This invention relates in general to electrostatography and more specifically to a novel system for controlling the charging potential of an electrostatographic imaging member.
In the art of electrostatography an electrostatic latent image is formed on an imaging surface of an insulating layer supported on a conductive substrate. The electrostatic latent image may be formed directly by various well known techniques such as charged stylus writing, corona charging through a mask, shaped electrodes, TESI, and the like. The electrostatic latent image may also be formed by electrophotographic techniques including uniformly depositing an electrostatic charge on a photoconductive insulating layer and exposing the photoconductive insulating layer to a pattern of activating electromagnetic radiation such as light which selectively dissipates the charge in the illuminated areas of the photoconductive insulating layer while leaving behind an electrostatic latent image in the non-illuminated areas. The electrostatic latent image may be developed to form a visible image by depositing finely divided electroscopic toner particles on the imaging surface. The resulting visible toner image can be transferred to a receiving member such as paper. This imaging process may be repeated many times with, for example, reusable photoconductive insulating layers.

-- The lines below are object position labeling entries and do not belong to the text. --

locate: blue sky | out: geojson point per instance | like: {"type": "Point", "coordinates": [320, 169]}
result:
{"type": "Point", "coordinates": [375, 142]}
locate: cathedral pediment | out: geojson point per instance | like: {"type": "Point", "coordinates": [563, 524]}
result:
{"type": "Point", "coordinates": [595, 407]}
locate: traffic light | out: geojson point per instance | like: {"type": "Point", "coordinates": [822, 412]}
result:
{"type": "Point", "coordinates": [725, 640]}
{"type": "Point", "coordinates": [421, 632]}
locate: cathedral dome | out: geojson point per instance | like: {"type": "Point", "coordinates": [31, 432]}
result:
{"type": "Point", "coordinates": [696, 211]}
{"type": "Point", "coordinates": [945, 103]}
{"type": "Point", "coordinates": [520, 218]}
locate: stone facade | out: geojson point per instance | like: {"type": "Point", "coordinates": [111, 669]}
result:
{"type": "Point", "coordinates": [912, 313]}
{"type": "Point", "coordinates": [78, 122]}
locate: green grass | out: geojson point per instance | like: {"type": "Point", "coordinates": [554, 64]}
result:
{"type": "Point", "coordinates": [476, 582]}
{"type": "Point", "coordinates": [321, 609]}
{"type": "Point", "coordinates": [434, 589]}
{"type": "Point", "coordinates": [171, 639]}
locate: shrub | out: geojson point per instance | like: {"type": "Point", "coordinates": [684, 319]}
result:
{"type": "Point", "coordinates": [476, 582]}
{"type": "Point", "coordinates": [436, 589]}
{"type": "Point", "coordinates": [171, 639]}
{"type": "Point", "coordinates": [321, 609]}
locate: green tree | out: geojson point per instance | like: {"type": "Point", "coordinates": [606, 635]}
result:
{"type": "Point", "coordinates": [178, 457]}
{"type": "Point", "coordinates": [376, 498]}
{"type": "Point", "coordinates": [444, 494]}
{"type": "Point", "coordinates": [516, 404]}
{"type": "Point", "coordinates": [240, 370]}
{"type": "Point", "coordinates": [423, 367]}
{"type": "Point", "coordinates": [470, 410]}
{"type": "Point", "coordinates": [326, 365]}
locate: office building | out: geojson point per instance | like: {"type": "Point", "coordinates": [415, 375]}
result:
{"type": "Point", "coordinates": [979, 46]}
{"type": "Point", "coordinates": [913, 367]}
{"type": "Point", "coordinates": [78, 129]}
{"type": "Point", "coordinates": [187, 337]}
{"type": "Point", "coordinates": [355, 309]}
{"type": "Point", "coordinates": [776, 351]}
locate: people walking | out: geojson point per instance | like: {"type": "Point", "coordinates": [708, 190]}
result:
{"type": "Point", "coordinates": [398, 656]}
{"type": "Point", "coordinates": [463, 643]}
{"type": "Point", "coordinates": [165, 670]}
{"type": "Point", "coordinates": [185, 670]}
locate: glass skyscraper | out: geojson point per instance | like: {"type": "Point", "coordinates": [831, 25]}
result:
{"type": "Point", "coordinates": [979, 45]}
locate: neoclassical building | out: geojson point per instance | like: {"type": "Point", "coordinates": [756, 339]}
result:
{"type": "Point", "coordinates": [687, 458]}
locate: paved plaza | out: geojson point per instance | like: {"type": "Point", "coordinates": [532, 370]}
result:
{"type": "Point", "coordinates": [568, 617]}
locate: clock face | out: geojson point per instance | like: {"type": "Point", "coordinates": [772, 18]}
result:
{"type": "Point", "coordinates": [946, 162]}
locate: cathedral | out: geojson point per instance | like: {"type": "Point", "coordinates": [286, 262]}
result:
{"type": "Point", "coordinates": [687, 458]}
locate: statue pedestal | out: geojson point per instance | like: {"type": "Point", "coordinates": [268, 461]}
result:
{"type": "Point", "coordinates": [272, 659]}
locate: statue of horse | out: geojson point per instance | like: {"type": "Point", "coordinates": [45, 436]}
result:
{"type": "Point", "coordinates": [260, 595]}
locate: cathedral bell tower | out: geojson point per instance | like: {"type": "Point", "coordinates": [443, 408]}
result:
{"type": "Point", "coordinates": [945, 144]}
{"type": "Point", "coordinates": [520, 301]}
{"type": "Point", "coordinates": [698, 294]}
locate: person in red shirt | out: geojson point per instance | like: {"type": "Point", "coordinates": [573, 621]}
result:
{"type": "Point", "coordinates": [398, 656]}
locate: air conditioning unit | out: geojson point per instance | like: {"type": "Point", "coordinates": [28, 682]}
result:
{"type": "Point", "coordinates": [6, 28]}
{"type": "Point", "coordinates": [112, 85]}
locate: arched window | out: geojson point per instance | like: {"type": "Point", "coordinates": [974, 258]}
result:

Generally, in electrophotographic imaging systems, the electrophotographic imaging member and developer subsystems are optimized for the specific materials utilized, e.g. photosensitivity, development zone density and the like, and also for copy quality requirements, e.g. low background deposits, low density line reproduction and the like. After optimization, the photoreceptor and developer subsystems are fixed and only minor modifications can be made in charging or exposure levels to meet specific user requirements. In most cases, the only immediate controls over tone reproduction afforded the user are copy lighter control buttons and copy darker control buttons which vary the bias voltage of a development electrode such as the conductive member of a magnetic brush applicator roll. In some electrophotographic imaging systems, the bias to the development electrode is fixed at a given value and the operator is only allowed to vary the exposure. These approaches result in essentially the same, very limited, control over copy quality. A disadvantage of this is that copy darker control buttons enhance low density images, but increase copy background, whereas copy lighter control buttons suppress image information as well as reduce solid area contrast.
Features which allow variable control in a machine of the charge deposited by a corotron, require the use of complex and costly control circuits. The increased costs and complexity as well as the additional space required for control circuits render these approaches undesirable in compact, low volume copiers and printers.